— Мои люди там уже были, все осматривали. Толку никакого. Вот тебе шанс выделиться. В вознаграждении не поскуплюсь. Ты ж меня знаешь… У тебя, я так слышал, проблемы с работою?
— Какие проблемы?
— Серьезные, — Рыбка наигранно посочувствовал. — Ты, вероятно, об этом еще не знаешь. Сбережения с тура быстро тают, да? Соблазнов много, для тебя-то, одичавшей в поезде… Деньги скоро окончательно закончатся и тебе понадобится искать работу. Если у тебя, кончено, каких-нибудь тайных доходов от бинеса нет, или там счета в банке. Ведь нет же?
— Нет, — мне совсем заморочили голову, поэтому даже не нашлась, что б такое ответить заковыристое.
— Вот и славно! — отчего-то обрадовался Рыбка, — А то я как-то заволновался даже. Вдруг недосмотрели… Пойдешь ты, милая, искать работу, а ее… ах, нету.
Да со времен моего сопливого отрочества, со старших классов школы, с первых удачно написанных за чужих однокласников сочинений не бывало такого, чтоб я себе на кусок хлеба не заработала!
— Сложно сейчас стало в Москве. Очень сложно. С твоей репутацией никуда не устроиться. Даже в зоопарк на оклад ученого…
Нет-нет, Димочка, не психуй. Это он не хамил. Не обидеть зоопарком пытался. Не стоит никаких увечий наносить, что ты. Просто у Рыбки есть давняя любовница — КсеньСанна. Она как раз в зоопарке работает, и вечно всем про неблагодраный труд свой жалится…
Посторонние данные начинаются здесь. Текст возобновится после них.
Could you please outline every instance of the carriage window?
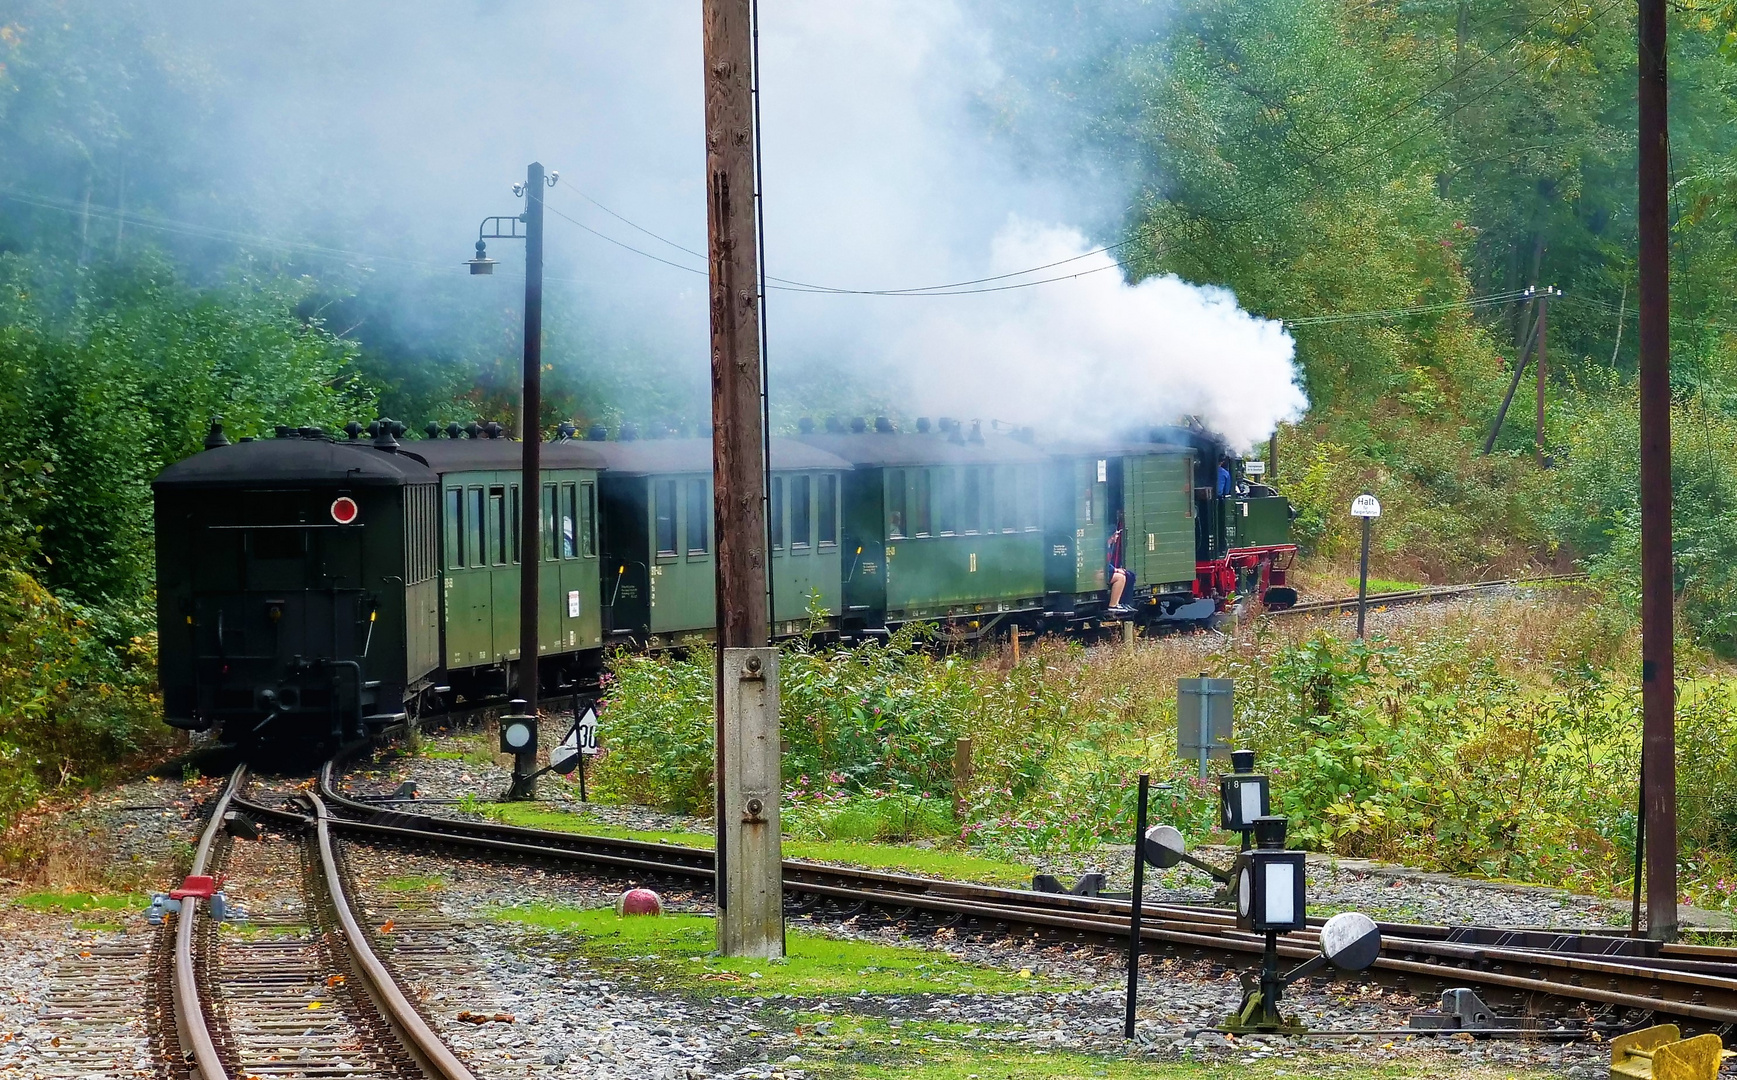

— А что у меня с репутацией?
— Нет, ну она как маленькая прямо! Не репутация — а Марина, разумеется. — забавлялся Рыбка и как-то очень по-барски призывал в свидетели Мишу, который, весело подхмыкивал, сразу убив тем всякое сходство себя с Артуром. Тот бы по заказу не смеялся. Правда, он вообще редко смеялся, предпочитая имидж серьезно-загадочного мистика.
Я решила на весь этот бред внимания не обращать, но напирать начали конкретно: то деньги предалагали, то нищетой запугивали, о каких-то загадочных обязательствах моих твердили и, главное, уходить не собирались, пока утвердительный ответ от меня не получат. Ох уж мне этот день утвердительных ответов! В общем, пришлось уступить в малом, чтоб отвоевать тайную свободу в главных позициях.
— Короче, — окончательно сформулировал Рыбка. — Пойди, глянь своим женским взглядом. Ты наш объект, как никто, знаешь. Наверняка отыщешь зацепку какую-нибудь. Он ведь, еще когда из Москвы выезжал, бегство свое позорное планировал. Вдруг оставил что, на след наводящее.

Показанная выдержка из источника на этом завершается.